Three tribes in Northern California have sacred sites in the Six Rivers National Forest, which have been traditionally used for ceremonial purposes. The Forest Service proposed to build a road through the forest linking two towns. In Lyng v. Northwest Indian Cemetery Protective Association, the court found that the ceremonies were an integral part of traditional religious belief. The ceremonies could be practiced only at the particular sites in the national park and disturbing the natural state of the land would make the ceremonies virtually impossible. What did the court decide? The court said that the government can use its own land any way that it sees fit, regardless of whether or not Indians are negatively impacted, as long as the government doesn’t coerce individuals into violating their religious beliefs or penalize their religious activity, so the Indians lost in this case. The major problem with the American Indian Religious Freedom Act is that it is only a declaration of policy. It contains no remedy for violations of the law.
There is federal land in Wyoming, known as Devils Tower National Monument. Devil’s Tower is a sacred site for a number of tribes. It also provides some of the best rock climbing in the country. The Dept. of the Interior tried to balance these competing interests. The most significant tribal ceremonial activities at Devil’s Monument occur during the month of June, so the National Park Service closed Devil’s Tower National Monument to commercial rock climbers during the month of June. A group of rock climbers sued the National Park Service claiming that the June closures violated the First Amendment by favoring Indian religions over other religions. How do you think the court decided in this case?
The court found that the closure violated the First Amendment to the constitution in that it supported American Indian religion, so the National Park Service posted a notice asking climbers to voluntarily refrain from rock climbing during the month of June. The climbers sued once again claiming that the voluntary notice favored American Indian religions. What do you think the court decided this time?
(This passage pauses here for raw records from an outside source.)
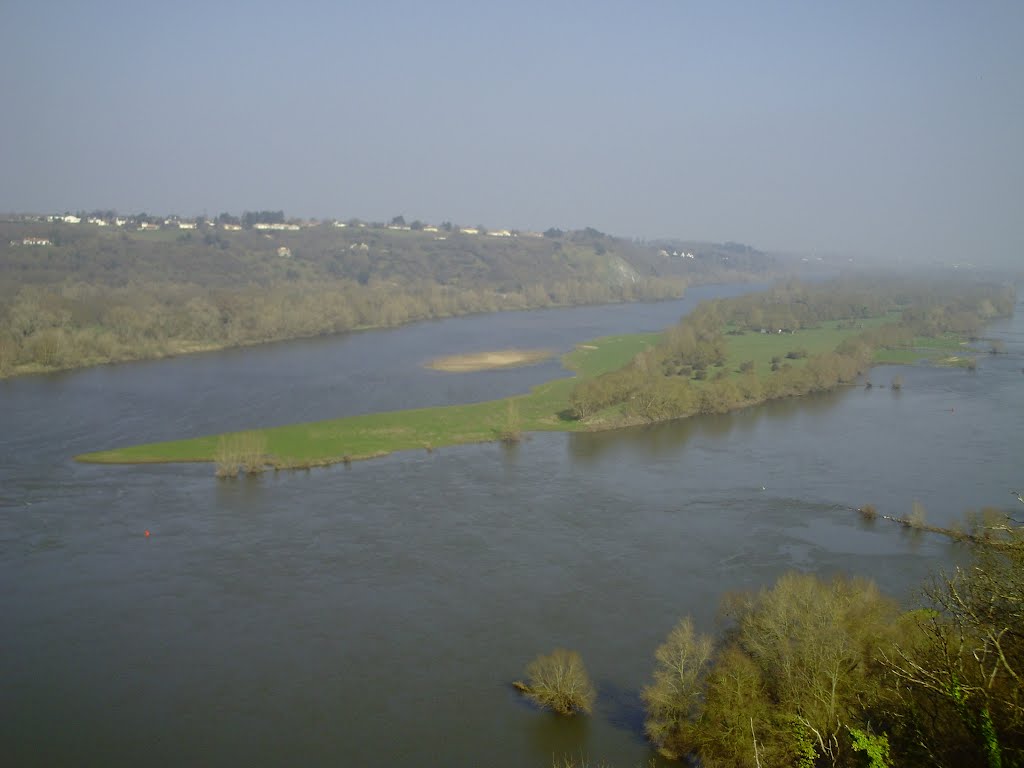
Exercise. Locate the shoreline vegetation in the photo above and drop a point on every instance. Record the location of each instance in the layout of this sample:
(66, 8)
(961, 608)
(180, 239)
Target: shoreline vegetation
(727, 354)
(76, 295)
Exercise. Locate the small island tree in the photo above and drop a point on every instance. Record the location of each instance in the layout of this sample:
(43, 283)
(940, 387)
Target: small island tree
(558, 681)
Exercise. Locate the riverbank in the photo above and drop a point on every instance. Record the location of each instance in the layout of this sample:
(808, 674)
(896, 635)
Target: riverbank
(547, 408)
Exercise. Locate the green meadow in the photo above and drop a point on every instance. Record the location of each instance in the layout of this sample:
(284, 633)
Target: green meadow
(350, 438)
(546, 408)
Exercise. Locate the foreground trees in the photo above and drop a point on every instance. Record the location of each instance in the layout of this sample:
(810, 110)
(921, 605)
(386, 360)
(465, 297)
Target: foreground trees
(558, 681)
(794, 674)
(816, 673)
(958, 684)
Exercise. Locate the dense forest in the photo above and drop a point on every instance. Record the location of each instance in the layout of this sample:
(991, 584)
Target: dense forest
(79, 294)
(829, 673)
(686, 374)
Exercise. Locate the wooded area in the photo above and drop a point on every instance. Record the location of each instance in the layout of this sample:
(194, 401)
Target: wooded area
(688, 373)
(92, 294)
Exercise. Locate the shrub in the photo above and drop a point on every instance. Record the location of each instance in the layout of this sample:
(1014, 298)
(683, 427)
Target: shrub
(558, 681)
(243, 452)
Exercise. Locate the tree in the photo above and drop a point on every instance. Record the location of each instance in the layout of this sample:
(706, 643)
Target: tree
(558, 681)
(962, 671)
(674, 698)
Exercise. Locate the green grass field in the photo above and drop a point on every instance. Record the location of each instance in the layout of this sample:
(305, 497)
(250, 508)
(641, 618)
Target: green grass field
(546, 408)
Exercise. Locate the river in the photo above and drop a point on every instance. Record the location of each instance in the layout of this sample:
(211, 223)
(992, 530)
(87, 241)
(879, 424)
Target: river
(375, 614)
The climbers pushed it too far this time. The court said that the voluntary request did not violate the climbers’ constitutional rights.
Courts have also rejected Indian attempts to prevent the federal government from building dams and flooding sacred places and refused to block the development of a ski area on a sacred mountain.
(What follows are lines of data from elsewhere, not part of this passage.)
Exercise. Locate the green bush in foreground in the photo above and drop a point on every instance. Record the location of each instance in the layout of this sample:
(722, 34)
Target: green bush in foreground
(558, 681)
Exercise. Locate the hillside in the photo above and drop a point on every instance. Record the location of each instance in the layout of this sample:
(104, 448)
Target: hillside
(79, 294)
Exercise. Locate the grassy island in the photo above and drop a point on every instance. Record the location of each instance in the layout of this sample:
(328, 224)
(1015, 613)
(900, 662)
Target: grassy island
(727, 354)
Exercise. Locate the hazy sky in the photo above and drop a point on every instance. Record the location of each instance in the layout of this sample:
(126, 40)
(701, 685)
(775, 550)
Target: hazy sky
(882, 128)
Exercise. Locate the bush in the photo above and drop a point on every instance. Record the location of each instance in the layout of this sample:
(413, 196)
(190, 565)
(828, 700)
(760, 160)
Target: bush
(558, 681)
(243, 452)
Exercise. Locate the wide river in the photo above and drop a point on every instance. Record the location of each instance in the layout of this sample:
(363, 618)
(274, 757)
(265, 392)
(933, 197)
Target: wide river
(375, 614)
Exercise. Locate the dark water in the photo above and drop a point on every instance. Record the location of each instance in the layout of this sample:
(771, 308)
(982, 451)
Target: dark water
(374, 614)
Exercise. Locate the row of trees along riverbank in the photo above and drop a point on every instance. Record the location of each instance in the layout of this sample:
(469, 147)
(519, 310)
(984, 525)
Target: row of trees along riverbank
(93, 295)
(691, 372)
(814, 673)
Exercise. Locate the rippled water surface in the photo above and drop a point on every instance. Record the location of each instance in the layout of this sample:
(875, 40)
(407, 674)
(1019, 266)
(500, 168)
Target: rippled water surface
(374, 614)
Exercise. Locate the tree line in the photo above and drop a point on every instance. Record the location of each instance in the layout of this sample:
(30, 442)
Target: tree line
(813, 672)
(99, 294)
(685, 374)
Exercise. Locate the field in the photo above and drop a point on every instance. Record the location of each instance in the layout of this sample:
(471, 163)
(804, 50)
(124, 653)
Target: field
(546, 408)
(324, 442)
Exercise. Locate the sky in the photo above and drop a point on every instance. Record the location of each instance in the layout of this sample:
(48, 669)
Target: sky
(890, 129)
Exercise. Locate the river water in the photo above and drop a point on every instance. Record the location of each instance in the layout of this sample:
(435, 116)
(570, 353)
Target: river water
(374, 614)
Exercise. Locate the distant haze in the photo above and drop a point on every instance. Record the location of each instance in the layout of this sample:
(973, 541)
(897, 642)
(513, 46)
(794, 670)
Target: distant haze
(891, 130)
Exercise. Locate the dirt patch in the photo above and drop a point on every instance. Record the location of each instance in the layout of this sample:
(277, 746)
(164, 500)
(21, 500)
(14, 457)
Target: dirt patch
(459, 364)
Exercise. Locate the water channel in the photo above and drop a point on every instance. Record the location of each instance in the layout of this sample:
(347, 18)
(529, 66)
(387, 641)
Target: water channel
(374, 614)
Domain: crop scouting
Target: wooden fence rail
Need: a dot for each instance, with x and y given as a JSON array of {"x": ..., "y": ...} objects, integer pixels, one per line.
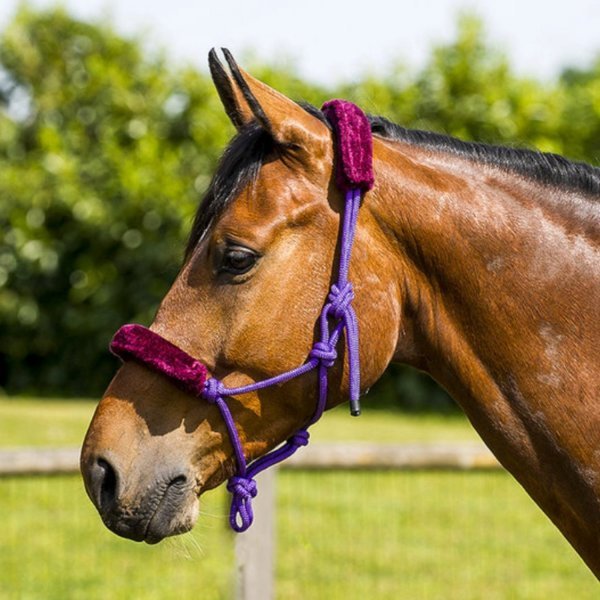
[{"x": 255, "y": 550}]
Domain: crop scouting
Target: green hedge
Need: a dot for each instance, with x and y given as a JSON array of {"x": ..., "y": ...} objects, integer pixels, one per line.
[{"x": 106, "y": 147}]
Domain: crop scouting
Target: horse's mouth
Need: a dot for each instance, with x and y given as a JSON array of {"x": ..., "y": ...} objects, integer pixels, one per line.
[
  {"x": 170, "y": 519},
  {"x": 172, "y": 510}
]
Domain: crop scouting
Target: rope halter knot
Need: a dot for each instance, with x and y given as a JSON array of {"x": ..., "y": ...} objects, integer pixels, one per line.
[
  {"x": 242, "y": 489},
  {"x": 354, "y": 177},
  {"x": 340, "y": 300},
  {"x": 325, "y": 353},
  {"x": 213, "y": 390}
]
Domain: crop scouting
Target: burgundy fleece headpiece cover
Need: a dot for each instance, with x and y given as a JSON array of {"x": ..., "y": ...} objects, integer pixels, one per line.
[
  {"x": 139, "y": 343},
  {"x": 353, "y": 145}
]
The American Indian Religious Freedom Act contains a provision that directs the President to require federal agencies to review their policies and procedures and identify changes needed to comply with the federal policy stated in the American Indian Religious Freedom Act. From 1978-1979, a task force identified 522 instances, affecting 70 tribes, where changes needed to be made. None of the task force’s recommendations have been adopted.
There are also a number of cases in recent years regarding prisoners’ rights to religious freedom. Courts have decided that prisoners have no right to use sweat lodges, since the use of sweat lodges must be balanced against the need for prison security. It is up to each prison administration to determine if they want to allow or prohibit the use of sweat lodges.
Peyote use is another area of religious freedom that has been addressed by Congress and the courts. The Native American Church has religious ceremonies that include peyote use. There was a case in 1990 in which two drug and alcohol counselors were members of the Native American Church and ingested peyote during religious ceremonies. Word got back to their employers and they were fired. Oregon law classified peyote as a controlled substance and provided for criminal penalties for its use and possession. (The case originated in Oregon). The men applied for unemployment but were denied unemployment benefits, so they sued – not for being fired, but to receive unemployment benefits. The Supreme Court held that employees could be denied state benefits, including unemployment compensation, for using peyote on their own time in religious ceremonies.
Congress reacted to this case by passing the Religious Freedom Restoration Act. The act specifically stated that it was being passed in response to the Supreme Court’s decision and granted protection for sacramental peyote use by Indians. The law provided that Indians ingesting peyote during church ceremonies were not subject to criminal drug penalties for such use. The Supreme Court had the final say; however, and in 1997, the court declared the act unconstitutional, so the court’s opinion in Employment Division, Dept. of Human Resources of Oregon v. Smith is the current law regarding this subject.